Publié le par Rosalie210

Randal Kleiser (1978)

Grease

Les vrais "feel-good movies" ont souvent été réalisés avant l'invention de ce terme marketing et dans le but d'échapper à la sinistrose. Billy WILDER disait par exemple que lorsqu'il était très heureux il faisait des tragédies et quand il était déprimé il faisait des comédies. Et donc que pour "Certains l'aiment chaud" (1959) il était très déprimé, voire suicidaire. "Grease" s'inscrit dans la même logique. Dans les années 70 les USA connaissent une crise profonde aussi bien économique que politique et deviennent alors nostalgiques de leur supposé âge d'or des années 50. C'est connu, quand une société va bien, elle regarde vers l'avenir quand elle va mal, elle regarde vers son passé. Par conséquent les films et séries sur cette époque "bénie" se sont multipliés, en particulier "American graffiti" (1973) d'un certain George LUCAS qui avant de diriger son regard vers les étoiles regardait dans son rétro et la série au titre si révélateur "Happy Days" (1974) avec dans le rôle de Fonzie Ron HOWARD qui fut d'ailleurs le premier acteur pressenti pour le rôle de Danny Zuko. Mais finalement, il échu à John TRAVOLTA qui venait juste de rencontrer le succès avec "La Fièvre du samedi soir" (1977). Mais c'est avec "Grease" qu'il devint véritablement une star. Son duo avec Olivia NEWTON-JOHN fonctionne tellement bien qu'on les compare dans le film à celui de Fred ASTAIRE et de Ginger ROGERS. Mais si John TRAVOLTA possède la même fluidité que son illustre aîné, il a en plus le sex-appeal et un certain sens de l'auto-dérision. De fait "Grease" s'inscrit au carrefour de deux genres, celui classique de la comédie musicale et celui encore à venir du teen-movie. Et ce même si les acteurs et actrices de "Grease" ne font guère illusion quant à leur âge véritable. Olivia NEWTON-JOHN par exemple avait 30 ans alors qu'elle est censé en avoir 18. Néanmoins "West side story" (1960) avait ouvert la voie dans les années 60 à ce genre hybride qui se poursuivit dans les années 80 avec "Footloose" (1984) et "Dirty Dancing" (1987).
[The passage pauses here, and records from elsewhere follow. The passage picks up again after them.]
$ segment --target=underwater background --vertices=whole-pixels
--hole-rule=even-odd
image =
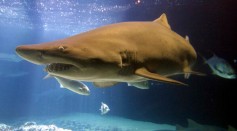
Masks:
[[[172,30],[188,35],[198,53],[206,58],[215,53],[236,70],[236,4],[234,0],[0,0],[0,123],[15,127],[37,121],[71,130],[126,130],[112,124],[106,129],[89,127],[97,118],[106,124],[119,117],[183,127],[191,119],[201,125],[236,128],[237,81],[213,75],[200,55],[193,69],[206,76],[187,80],[175,76],[188,87],[150,81],[148,90],[125,83],[96,88],[88,82],[91,94],[82,96],[60,88],[55,79],[43,79],[47,75],[43,66],[15,54],[18,45],[62,39],[111,23],[153,21],[166,13]],[[110,107],[104,116],[101,102]],[[83,129],[76,129],[75,122],[72,127],[63,124],[77,116],[72,114],[90,124]],[[58,117],[61,123],[55,120]],[[136,130],[150,129],[148,125]]]

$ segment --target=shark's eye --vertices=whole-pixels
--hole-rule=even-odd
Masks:
[[[59,46],[59,47],[58,47],[58,50],[59,50],[59,51],[62,51],[62,52],[64,52],[64,51],[65,51],[65,49],[66,49],[66,47],[65,47],[65,46]]]

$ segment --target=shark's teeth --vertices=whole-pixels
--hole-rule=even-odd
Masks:
[[[73,67],[73,65],[61,64],[61,63],[52,63],[52,64],[47,65],[45,67],[45,70],[47,72],[57,72],[57,71],[69,70],[71,67]]]

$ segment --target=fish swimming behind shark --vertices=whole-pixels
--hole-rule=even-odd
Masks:
[[[212,73],[216,76],[225,78],[225,79],[235,79],[236,74],[234,68],[224,59],[213,54],[209,59],[206,59],[202,56],[205,63],[211,68]]]
[[[197,54],[188,37],[172,31],[165,14],[155,21],[116,23],[62,40],[21,45],[16,52],[29,62],[46,65],[53,76],[97,87],[127,82],[147,89],[139,84],[147,80],[186,85],[169,76],[201,75],[191,70]]]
Mais le paradoxe des paradoxes est que si "Grease" s'est imposé dans la durée, c'est pour son irrésistible énergie seventies cachée derrière le vernis fifties. En effet, son succès durable est lié avant tout à la force de frappe de ses numéros chantés et dansés. Trois d'entre eux en particulier sont devenus mythiques: "Summer Nights", "Greased Lightnin'" et bien sûr "You're the One that I want". Des chansons rock and roll mais traversées par la vibe disco. Celle du générique chantée par Frankie Valli a même été composée par Barry Gibb, l'un des Bee Gees (auteurs de la BO de la "La Fièvre du samedi soir") (1977) et est 100% disco (les images BD tentant de camoufler l'anachronisme). Quant à l'histoire, elle oscille entre les stéréotypes sexistes très appuyés des années 50 (fée du logis sainte-nitouche contre bad boy gomina-cuir-bagnole) et le bousculement de ces mêmes stéréotypes: la sainte-nitouche se transforme en bombe sexuelle dans la séquence la plus mythique du film alors qu'à l'inverse le bad boy tente plus ou moins bien de cacher sa sensibilité féminine devant sa bande de potes qu'il s'agisse de sa fibre romantique pour sa partenaire ou des pulsions homo érotiques vis à vis de ses partenaires.